Agriculture accounts for about $16 billion of the state’s economy, and NAFTA, which links the U.S. economy to trading partners Canada and Mexico, has been a boon to the state’s agriculture sector in particular.
This is an Opinion
The Arkansas World Trade Center in Rogers reports that Arkansas exports to Canada and Mexico have increased more than 400 percent since the trade pact went into effect. The two nations import 44 percent of agricultural products grown in the state, making them Arkansas’ primary agriculture markets.
In fact, Canada and Mexico account for a third of all Arkansas exports, according to the Congressional Research Service, and more than 100,000 jobs in Arkansas depend on trade with the two countries, the Trade Center says.

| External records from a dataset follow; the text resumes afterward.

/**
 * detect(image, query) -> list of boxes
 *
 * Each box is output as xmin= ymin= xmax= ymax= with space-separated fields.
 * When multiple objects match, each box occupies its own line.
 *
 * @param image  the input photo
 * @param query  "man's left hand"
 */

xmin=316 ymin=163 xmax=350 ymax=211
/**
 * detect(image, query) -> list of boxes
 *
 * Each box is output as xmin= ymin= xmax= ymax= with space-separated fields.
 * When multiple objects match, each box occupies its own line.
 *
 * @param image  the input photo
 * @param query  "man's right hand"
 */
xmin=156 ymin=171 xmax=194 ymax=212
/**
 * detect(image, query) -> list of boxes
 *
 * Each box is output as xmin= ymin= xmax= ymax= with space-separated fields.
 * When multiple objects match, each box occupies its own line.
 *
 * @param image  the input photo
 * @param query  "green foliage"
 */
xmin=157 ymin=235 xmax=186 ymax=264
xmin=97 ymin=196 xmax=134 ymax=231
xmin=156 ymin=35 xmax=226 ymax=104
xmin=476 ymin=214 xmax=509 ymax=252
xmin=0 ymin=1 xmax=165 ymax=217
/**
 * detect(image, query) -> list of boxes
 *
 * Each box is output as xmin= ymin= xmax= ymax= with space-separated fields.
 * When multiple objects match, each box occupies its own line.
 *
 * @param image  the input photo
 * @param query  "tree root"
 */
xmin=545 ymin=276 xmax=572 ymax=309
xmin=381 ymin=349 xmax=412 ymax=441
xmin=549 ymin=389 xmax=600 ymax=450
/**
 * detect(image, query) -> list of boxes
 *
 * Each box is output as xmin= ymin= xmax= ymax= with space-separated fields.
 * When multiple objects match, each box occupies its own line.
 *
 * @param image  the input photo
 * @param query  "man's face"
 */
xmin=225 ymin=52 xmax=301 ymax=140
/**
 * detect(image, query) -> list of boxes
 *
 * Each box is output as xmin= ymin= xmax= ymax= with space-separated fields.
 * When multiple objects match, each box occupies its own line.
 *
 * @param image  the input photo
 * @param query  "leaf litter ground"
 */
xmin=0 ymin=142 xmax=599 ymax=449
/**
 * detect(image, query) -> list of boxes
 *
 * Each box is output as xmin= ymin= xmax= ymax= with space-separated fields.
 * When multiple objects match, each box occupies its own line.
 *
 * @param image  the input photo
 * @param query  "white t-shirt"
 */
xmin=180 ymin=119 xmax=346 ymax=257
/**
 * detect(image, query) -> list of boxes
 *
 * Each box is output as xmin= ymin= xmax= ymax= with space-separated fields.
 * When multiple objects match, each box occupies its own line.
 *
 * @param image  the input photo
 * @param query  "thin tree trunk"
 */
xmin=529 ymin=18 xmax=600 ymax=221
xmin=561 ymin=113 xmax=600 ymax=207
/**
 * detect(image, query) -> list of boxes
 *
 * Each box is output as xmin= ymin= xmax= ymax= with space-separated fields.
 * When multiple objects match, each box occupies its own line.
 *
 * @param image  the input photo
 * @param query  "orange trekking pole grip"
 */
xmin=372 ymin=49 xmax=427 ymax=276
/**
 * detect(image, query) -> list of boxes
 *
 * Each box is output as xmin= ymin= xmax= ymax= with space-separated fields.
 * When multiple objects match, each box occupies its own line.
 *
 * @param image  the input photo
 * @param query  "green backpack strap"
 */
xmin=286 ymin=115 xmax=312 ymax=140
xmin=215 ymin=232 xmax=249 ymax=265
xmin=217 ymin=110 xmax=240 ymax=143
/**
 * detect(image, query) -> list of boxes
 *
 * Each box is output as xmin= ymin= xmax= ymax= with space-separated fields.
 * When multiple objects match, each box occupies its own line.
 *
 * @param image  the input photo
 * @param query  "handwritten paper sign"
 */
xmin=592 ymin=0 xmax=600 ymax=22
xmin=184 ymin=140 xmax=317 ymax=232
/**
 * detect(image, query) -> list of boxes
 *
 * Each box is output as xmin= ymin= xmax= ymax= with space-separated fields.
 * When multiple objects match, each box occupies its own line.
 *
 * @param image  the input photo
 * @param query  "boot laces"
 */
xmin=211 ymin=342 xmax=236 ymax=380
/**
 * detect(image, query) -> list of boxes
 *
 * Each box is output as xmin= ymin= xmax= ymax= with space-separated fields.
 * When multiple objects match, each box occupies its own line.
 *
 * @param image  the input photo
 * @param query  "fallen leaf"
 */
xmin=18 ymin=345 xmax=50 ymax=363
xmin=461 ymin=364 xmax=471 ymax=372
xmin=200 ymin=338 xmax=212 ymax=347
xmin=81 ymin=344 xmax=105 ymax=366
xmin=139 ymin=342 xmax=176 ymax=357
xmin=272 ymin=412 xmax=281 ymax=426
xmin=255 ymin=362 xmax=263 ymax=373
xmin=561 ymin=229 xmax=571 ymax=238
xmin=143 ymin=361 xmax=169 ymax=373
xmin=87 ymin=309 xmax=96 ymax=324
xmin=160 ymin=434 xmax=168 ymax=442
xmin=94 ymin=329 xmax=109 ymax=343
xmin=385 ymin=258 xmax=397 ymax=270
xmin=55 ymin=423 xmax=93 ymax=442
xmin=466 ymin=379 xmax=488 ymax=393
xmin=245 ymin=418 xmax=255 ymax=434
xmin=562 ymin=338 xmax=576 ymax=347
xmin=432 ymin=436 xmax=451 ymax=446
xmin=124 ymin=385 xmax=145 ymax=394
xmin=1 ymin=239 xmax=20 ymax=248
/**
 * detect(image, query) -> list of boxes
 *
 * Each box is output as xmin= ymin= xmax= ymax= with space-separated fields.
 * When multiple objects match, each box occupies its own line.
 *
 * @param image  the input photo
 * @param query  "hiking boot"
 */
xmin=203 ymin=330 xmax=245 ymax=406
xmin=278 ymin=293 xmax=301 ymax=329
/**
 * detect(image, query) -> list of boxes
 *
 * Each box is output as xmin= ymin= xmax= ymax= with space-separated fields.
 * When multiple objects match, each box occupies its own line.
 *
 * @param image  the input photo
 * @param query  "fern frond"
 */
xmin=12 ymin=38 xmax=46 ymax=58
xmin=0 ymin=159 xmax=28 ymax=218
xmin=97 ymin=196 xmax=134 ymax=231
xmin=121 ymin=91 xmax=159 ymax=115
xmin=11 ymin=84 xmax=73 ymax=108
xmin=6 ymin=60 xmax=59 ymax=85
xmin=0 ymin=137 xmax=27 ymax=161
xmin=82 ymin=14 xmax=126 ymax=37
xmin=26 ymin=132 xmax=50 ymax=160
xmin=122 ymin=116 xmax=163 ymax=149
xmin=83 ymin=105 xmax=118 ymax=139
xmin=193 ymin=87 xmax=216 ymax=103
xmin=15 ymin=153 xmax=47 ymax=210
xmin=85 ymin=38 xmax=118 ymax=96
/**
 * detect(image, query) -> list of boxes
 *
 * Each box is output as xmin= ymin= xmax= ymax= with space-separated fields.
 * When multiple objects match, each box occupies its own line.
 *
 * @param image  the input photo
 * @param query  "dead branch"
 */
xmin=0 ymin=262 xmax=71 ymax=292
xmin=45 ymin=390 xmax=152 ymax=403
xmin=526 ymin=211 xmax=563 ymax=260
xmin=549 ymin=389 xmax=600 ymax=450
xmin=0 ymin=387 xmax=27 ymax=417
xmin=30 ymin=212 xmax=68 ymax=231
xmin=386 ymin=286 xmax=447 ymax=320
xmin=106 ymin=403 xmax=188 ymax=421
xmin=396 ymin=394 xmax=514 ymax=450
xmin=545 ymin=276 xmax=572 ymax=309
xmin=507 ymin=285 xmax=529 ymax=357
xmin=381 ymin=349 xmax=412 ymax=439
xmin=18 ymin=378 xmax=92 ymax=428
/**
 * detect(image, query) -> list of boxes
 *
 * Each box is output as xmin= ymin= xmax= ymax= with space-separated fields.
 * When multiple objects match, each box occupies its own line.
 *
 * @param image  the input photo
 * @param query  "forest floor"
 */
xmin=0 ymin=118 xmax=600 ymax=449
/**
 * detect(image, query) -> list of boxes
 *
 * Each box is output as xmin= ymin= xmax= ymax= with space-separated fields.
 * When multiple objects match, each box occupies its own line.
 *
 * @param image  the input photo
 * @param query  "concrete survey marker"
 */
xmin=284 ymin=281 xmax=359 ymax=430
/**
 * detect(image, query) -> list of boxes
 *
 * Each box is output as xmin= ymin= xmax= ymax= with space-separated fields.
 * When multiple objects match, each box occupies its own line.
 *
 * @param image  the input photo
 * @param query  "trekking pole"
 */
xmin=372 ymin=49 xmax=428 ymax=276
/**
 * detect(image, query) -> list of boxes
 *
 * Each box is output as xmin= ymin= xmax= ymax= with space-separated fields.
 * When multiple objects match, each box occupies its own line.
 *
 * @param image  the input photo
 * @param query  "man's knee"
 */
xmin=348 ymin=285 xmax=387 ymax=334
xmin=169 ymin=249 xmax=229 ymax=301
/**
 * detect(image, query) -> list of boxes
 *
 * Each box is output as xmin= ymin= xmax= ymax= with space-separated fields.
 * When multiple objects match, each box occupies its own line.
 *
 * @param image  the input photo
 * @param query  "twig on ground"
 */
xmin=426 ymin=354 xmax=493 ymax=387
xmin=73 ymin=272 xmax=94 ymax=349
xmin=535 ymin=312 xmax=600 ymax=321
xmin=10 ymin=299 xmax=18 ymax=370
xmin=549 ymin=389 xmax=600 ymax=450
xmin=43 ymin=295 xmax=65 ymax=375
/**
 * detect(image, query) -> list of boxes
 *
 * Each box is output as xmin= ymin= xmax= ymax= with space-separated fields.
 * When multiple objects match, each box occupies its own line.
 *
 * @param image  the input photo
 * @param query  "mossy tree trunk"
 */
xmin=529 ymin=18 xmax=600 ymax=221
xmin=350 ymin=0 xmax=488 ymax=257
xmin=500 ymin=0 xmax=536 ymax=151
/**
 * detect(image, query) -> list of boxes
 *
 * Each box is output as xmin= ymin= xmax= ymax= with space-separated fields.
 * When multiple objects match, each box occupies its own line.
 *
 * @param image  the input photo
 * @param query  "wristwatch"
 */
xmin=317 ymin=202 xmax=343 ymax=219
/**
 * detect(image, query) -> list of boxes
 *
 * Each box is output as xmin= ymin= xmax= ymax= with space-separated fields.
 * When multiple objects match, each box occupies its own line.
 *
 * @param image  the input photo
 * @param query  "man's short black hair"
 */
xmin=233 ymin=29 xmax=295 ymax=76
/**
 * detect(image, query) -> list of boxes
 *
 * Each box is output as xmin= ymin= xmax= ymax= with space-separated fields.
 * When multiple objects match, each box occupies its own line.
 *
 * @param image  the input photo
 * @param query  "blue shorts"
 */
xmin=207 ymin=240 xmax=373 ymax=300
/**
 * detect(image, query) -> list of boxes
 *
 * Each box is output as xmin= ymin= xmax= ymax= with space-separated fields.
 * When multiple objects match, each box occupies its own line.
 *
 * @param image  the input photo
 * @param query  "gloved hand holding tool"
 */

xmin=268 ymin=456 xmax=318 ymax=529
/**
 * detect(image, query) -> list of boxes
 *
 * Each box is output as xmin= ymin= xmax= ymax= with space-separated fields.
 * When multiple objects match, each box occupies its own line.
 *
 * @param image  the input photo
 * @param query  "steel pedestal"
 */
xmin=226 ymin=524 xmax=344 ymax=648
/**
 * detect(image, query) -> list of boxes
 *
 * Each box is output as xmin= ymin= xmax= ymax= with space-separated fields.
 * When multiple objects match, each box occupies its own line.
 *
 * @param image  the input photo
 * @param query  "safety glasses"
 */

Arkansas-grown business behemoths Wal-Mart Stores and Tyson Foods have also benefited hugely from the trade agreement.
“We are known as global leaders,” Gov. Asa Hutchinson said at a meeting on NAFTA and Arkansas earlier this month at the Trade Center. “We cannot retreat from that global presence in the marketplace without harming our workers and businesses in the state.” In December, the governor took this message to the White House personally.
On the day we went to press, Trump indicated there might be hope for the treaty. “Will it be renegotiated? We’re trying right now,” he said in an interview Thursday with CNBC. “I think we have a good chance, but we’ll see what happens.” See what we mean about malleable?
Where NAFTA can be improved, it should be improved, but scrapping the pact in its entirety would create real economic pain in Arkansas.